Die erste Amtshandlung des Sportdirektors war ein Sprung ins eiskalte Wasser. Nach drei Niederlagen in Serie und dem Abrutschen ans Tabellenende musste er diese Woche den Trainer entlassen. Der Abschied des Deutschen Benbennek war schon nach der 0:1-Niederlage bei der Admira so gut wie besiegelt, er leitete aber noch bis Mittwoch die Trainings, um einen geregelten Übergang zu ermöglichen. "Der Abgang ist intern super abgelaufen, er war loyal bis zum Schluss", dankte Schiemer dem Ex-Coach.
Seit Mittwoch ist Benbenneks Nachfolger bekannt: Laassad Chabbi kommt von Austria Lustenau und unterschrieb einen – auch für die erste Liga gültigen – Vertrag bis 2019. Am Donnerstagnachmittag leitete er seine erste Trainingseinheit.
Abstieg für Chabbi kein Thema
"Ich habe das Wort Abstieg von meiner Festplatte gelöscht" betonte der 55-Jährige davor im VIP-Klub der Keine Sorgen Arena. Chabbi dürfte Wunschkandidat gewesen sein: "Ich habe mich schon als Trainer in Liefering mit Lustenau beschäftigt. Chabbis Mannschaft war immer gut eingestellt, es war eine klare Handschrift zu erkennen. Als er im März 2015 in Lustenau anfing, hatten sie dort eine ähnliche Situation, wie wir jetzt. Und er hat aus Austria Lustenau einen Aufstiegsaspiranten gemacht", sagte Schiemer.
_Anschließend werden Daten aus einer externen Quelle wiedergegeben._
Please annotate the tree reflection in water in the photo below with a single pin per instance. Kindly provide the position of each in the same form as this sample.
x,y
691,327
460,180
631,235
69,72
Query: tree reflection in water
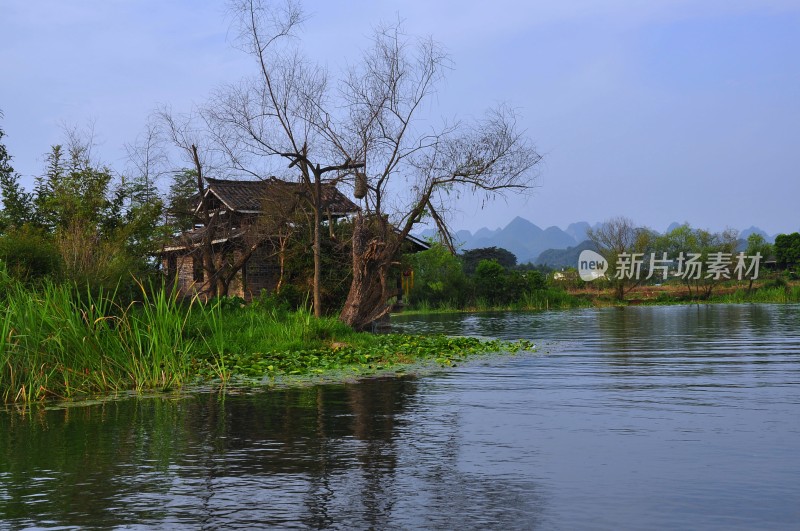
x,y
364,455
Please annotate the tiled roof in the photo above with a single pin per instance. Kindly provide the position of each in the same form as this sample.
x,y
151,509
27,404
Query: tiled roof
x,y
248,196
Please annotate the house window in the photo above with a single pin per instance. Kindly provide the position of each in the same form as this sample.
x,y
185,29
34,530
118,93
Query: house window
x,y
197,268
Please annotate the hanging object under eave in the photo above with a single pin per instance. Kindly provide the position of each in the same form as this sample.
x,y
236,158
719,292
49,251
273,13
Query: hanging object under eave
x,y
360,191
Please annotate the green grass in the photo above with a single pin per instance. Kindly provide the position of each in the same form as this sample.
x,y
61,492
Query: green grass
x,y
58,342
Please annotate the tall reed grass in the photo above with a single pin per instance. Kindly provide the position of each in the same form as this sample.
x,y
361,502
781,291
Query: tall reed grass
x,y
57,341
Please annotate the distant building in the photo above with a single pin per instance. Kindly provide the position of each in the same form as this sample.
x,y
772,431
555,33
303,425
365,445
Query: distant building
x,y
236,210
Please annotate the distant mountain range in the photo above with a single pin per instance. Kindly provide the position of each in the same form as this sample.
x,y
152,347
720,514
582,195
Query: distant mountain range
x,y
552,246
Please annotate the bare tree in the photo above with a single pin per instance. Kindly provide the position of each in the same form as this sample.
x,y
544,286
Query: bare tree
x,y
416,172
368,131
619,240
280,113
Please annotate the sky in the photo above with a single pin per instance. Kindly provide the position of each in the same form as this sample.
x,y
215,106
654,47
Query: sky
x,y
657,110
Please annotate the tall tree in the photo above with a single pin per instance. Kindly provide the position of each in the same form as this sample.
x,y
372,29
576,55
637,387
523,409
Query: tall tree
x,y
367,130
17,203
282,112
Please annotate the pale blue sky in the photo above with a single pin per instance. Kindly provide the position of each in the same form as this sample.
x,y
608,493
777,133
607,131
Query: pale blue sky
x,y
659,111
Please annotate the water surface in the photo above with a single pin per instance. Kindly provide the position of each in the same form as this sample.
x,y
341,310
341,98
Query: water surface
x,y
645,418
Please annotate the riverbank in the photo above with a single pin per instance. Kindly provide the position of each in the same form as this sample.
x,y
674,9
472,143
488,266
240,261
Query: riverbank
x,y
58,343
592,297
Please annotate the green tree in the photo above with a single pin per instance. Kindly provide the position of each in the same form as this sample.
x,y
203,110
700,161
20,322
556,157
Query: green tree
x,y
787,250
438,277
691,249
757,245
472,258
29,255
17,204
490,281
622,244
Chabbi, gebürtiger Tunesier mit österreichischem Pass, coacht erstmals einen Klub im Oberhaus. Zuvor verdiente er sich seine Sporen als Co-Trainer in seiner Heimat Tunesien und in Katar. In Österreich war er vor seinem Lustenau-Engagement für den FC Bludenz sowie lange Jahre in der Vorarlberger Akademie (2007-2014) tätig. Selbst bezeichnet er sich als Teamtrainer: "Ich bin kein Alleinherrscher, mit einer Hand kann man nicht klatschen, sondern nur Watschen geben". Für Auch-Nicht-Alleinherrscher Schiemer kam nur ein Coach mit Erfahrungen im Kampf um den Klassenerhalt infrage. "Es gibt nicht viele Trainerkandidaten, die für uns in der jetzigen Situation geeignet sind", so Schiemer.
Über kurz oder lang wollen die Wikinger wieder zurück in den Mittelstand finden. 13 Partien hat Chabbi nun Zeit, die Talfahrt zu stoppen und die Innviertler vor dem Abstieg zu bewahren. Am Samstag kommt die Austria in die Keine Sorgen Arena. Ungezwungenheit ist nicht. Die Rieder müssen. (buc, APA, 3.3.2017)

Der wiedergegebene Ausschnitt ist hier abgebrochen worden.